Compilation strategy (page 13) - D Programming Language Discussion Forum

Forums

New users
- Learn
Community
- General
- Announce
Improvements
- DIP Ideas
- DIP Devel.
Ecosystem
- GDC
- LDC
- Debuggers
- IDEs
- DWT
Development
- Internals
- Issues
- Beta
- DMD
- Phobos
- Druntime
- Study
Turkish
- Genel
- Duyuru

Index » General » Compilation strategy (page 13)

December 18, 2012

Re: Compilation strategy

Posted by Walter Bright
in reply to Jacob Carlborg

Walter Bright

Posted in reply to Jacob Carlborg

On 12/17/2012 11:40 PM, Jacob Carlborg wrote:
> On 2012-12-17 00:09, Walter Bright wrote:
>
>> Figure out the cases where it happens and fix those cases.
>
> How is it supposed to work?
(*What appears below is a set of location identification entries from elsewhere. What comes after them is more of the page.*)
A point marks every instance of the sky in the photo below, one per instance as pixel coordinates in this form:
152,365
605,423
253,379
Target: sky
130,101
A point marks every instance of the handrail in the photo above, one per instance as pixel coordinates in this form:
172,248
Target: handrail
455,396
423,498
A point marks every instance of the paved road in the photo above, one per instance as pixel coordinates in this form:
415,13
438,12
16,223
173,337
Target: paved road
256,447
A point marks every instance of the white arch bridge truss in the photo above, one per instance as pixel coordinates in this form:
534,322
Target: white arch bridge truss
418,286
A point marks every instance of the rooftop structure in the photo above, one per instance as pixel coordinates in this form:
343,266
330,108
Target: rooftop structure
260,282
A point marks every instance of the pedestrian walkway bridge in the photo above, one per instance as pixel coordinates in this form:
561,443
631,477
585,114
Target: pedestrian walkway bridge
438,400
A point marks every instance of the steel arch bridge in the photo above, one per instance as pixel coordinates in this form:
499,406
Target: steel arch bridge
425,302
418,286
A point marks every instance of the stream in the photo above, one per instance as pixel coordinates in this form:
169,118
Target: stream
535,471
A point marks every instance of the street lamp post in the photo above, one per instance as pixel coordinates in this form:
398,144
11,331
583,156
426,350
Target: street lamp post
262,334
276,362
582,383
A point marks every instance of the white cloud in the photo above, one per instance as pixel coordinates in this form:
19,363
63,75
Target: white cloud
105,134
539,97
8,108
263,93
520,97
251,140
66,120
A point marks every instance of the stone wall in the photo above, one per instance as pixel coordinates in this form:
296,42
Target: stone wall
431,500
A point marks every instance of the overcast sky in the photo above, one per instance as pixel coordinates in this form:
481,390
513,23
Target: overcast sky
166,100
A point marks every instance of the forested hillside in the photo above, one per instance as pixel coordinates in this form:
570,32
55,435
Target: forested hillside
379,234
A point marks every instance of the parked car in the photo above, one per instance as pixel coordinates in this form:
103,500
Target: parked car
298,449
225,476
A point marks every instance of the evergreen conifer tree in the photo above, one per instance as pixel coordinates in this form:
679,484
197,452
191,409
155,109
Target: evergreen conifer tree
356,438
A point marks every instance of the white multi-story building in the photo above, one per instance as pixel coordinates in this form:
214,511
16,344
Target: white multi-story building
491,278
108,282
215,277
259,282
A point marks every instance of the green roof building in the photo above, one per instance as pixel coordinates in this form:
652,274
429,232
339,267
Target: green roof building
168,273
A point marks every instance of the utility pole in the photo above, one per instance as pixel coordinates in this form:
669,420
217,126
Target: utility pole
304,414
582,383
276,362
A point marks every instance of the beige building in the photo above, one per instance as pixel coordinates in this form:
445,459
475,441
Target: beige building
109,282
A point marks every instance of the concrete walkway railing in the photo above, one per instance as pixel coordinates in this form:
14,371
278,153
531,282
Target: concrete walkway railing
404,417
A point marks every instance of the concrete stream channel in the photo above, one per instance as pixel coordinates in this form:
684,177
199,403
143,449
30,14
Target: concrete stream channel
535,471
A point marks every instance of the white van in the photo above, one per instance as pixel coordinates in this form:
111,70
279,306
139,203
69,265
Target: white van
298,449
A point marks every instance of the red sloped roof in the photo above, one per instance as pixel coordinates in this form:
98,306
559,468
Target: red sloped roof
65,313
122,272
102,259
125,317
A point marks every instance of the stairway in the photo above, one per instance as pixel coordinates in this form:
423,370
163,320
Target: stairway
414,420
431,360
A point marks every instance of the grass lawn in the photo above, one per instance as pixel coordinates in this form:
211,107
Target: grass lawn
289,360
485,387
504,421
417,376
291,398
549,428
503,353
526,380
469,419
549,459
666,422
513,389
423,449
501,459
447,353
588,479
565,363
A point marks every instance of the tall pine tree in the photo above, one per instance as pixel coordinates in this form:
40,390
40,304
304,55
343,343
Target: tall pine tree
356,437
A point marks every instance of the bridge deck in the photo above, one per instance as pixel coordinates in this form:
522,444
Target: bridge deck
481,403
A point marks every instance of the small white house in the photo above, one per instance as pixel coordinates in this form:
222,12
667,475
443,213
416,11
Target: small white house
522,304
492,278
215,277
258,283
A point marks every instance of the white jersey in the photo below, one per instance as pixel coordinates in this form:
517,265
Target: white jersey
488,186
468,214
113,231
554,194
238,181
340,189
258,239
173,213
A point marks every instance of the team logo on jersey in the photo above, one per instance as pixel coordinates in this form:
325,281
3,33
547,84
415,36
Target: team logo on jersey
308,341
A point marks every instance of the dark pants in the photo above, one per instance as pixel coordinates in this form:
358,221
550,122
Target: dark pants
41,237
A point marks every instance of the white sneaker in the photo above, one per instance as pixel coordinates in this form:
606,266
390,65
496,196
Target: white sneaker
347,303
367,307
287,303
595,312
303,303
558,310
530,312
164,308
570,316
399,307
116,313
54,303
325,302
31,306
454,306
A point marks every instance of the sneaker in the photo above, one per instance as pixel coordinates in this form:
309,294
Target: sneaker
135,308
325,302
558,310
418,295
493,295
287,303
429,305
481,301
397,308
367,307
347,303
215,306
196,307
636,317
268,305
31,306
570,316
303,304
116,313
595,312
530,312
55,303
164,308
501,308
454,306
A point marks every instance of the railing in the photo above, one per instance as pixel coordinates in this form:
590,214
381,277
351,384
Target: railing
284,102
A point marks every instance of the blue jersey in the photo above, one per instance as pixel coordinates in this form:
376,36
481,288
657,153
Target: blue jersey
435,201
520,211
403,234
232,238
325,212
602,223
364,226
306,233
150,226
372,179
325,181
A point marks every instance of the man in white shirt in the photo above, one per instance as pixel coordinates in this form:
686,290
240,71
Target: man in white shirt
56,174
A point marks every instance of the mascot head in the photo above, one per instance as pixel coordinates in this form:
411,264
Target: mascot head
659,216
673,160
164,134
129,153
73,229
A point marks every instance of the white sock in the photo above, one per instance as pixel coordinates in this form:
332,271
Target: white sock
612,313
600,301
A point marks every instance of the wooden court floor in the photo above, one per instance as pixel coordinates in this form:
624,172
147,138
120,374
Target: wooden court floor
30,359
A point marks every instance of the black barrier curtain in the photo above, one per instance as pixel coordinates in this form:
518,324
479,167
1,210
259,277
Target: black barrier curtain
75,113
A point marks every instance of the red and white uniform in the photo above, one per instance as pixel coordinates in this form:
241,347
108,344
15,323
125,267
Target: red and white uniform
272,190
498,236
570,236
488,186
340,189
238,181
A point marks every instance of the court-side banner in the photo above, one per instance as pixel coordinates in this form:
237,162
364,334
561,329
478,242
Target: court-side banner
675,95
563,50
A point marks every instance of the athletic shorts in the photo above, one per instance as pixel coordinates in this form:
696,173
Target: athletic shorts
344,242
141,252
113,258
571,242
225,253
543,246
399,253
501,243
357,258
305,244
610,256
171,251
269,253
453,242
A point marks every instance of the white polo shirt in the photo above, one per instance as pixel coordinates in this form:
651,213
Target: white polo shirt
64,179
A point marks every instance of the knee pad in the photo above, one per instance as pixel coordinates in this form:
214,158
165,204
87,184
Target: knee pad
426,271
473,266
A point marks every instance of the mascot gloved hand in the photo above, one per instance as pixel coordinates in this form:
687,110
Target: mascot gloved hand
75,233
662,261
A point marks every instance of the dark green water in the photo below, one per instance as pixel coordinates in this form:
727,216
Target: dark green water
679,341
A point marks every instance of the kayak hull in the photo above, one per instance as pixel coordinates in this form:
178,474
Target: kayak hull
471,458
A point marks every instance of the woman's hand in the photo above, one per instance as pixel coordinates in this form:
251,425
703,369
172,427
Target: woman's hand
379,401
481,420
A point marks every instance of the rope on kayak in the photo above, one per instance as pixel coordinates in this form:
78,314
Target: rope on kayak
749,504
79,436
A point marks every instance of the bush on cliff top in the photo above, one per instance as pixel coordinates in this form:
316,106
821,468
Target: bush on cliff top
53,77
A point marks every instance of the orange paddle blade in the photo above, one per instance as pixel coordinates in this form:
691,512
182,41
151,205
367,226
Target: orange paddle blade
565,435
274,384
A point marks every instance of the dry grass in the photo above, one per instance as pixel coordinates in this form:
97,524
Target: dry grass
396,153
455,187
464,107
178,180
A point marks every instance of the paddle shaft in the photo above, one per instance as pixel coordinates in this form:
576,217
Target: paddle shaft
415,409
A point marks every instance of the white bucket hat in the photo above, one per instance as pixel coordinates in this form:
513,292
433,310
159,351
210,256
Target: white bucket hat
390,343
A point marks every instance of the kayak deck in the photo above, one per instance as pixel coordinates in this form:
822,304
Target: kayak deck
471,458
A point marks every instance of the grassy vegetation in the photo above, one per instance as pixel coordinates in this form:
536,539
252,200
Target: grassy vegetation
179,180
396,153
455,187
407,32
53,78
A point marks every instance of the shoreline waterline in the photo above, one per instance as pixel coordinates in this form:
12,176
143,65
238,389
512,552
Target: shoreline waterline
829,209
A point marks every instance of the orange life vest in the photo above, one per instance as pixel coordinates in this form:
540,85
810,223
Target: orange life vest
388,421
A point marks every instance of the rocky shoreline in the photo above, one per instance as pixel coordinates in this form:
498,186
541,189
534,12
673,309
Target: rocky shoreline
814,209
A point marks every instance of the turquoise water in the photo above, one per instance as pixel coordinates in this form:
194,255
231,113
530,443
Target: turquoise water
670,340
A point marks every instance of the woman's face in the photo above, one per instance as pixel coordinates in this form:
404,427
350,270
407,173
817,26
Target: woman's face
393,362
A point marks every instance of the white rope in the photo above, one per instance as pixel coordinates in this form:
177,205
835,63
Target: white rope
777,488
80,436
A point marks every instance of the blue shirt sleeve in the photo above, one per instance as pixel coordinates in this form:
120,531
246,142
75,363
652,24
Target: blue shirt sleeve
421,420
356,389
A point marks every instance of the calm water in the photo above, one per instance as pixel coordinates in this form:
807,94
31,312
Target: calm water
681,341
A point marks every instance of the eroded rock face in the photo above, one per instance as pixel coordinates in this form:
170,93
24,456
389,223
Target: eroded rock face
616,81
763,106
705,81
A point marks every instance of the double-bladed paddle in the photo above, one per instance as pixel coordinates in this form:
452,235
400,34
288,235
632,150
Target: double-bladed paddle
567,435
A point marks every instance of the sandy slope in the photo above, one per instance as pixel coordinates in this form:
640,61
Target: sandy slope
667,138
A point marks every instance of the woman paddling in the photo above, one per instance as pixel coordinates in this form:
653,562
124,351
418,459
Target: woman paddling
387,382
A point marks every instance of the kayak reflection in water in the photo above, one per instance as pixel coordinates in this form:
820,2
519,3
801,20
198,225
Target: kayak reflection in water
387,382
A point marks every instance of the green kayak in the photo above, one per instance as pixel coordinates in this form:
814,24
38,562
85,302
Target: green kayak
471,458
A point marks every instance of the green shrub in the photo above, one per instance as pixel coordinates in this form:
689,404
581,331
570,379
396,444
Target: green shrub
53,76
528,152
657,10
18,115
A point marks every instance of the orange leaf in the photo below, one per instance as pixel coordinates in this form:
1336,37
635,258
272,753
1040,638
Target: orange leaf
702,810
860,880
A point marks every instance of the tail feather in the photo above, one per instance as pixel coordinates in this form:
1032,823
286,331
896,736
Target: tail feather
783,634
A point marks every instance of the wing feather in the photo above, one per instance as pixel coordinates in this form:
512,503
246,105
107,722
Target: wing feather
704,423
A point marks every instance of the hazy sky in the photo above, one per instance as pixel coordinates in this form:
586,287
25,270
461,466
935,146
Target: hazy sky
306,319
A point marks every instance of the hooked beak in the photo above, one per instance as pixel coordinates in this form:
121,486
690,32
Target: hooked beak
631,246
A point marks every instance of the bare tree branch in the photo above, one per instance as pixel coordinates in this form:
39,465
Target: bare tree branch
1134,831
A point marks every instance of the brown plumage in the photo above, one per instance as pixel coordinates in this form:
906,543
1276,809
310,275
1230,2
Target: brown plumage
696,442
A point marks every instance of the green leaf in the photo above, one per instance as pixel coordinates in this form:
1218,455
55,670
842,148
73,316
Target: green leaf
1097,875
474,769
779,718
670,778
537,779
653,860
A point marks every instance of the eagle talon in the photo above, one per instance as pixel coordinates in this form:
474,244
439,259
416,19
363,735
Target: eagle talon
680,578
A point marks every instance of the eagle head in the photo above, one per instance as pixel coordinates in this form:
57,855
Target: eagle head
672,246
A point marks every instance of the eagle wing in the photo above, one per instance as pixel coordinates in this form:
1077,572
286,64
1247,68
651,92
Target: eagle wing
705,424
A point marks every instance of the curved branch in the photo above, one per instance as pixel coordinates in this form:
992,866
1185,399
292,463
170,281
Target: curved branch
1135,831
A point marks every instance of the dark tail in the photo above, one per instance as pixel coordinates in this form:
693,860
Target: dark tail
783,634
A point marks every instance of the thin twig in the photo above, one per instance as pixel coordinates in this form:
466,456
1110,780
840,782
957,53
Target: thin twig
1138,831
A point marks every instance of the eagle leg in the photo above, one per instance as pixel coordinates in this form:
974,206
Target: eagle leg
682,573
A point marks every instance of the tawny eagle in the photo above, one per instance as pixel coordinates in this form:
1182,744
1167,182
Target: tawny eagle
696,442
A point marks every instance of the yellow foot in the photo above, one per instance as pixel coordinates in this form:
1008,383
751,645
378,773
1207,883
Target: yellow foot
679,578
Could there be some issue with the dependency
> tracker that should otherwise have indicated that more modules should have been
> recompiled.

It should only generate function bodies that are needed, not all of them.

December 18, 2012

Re: Compilation strategy

Posted by Paulo Pinto
in reply to Jacob Carlborg

Paulo Pinto

Posted in reply to Jacob Carlborg

On Tuesday, 18 December 2012 at 07:48:01 UTC, Jacob Carlborg wrote:
> On 2012-12-17 23:12, Walter Bright wrote:
>
>> I have toyed with the idea many times, however, of having dmd support
>> zip files. Zip files can contain an arbitrary file hierarchy, with
>> individual files in compressed, encrypted, or plaintext at the selection
>> of the zip builder. An entire project, or library, or collection of
>> source modules can be distributed as a zip file, and could be compiled
>> with nothing more than:
>
> I think that a package manager should handle this. Example:
>
> https://github.com/jacob-carlborg/orbit/wiki/Orbit-Package-Manager-for-D
>
> Yes I can change the orbfiles to be written in D.

Hehe. :)

I even checked out your code with that idea in mind, but other things keep having higher priority.

--
Paulo

December 18, 2012

Re: Compilation strategy

Posted by Dmitry Olshansky
in reply to Walter Bright

Dmitry Olshansky

Posted in reply to Walter Bright

12/18/2012 4:42 AM, Walter Bright пишет:
> On 12/17/2012 3:03 PM, deadalnix wrote:
>> I know that. I not arguing against that. I'm arguing against the fact
>> that this
>> is a blocker. This is blocker in very few use cases in fact. I just
>> look at the
>> whole picture here. People needing that are the exception, not the rule.
>
> I'm not sure what you mean. A blocker for what?
>
>
>> And what prevent us from using a bytecode that loose information ?
>
> I'd turn that around and ask why have a bytecode?
>
>
>> As long as it is CTFEable, most people will be happy.
>
> CTFE needs the type information and AST trees and symbol table.
> Everything needed for decompilation.
>

The fact that CTFE has to crawl AST trees is AFAIK a mere happenstance. It does help nothing but the way to hack it into the current compiler structure.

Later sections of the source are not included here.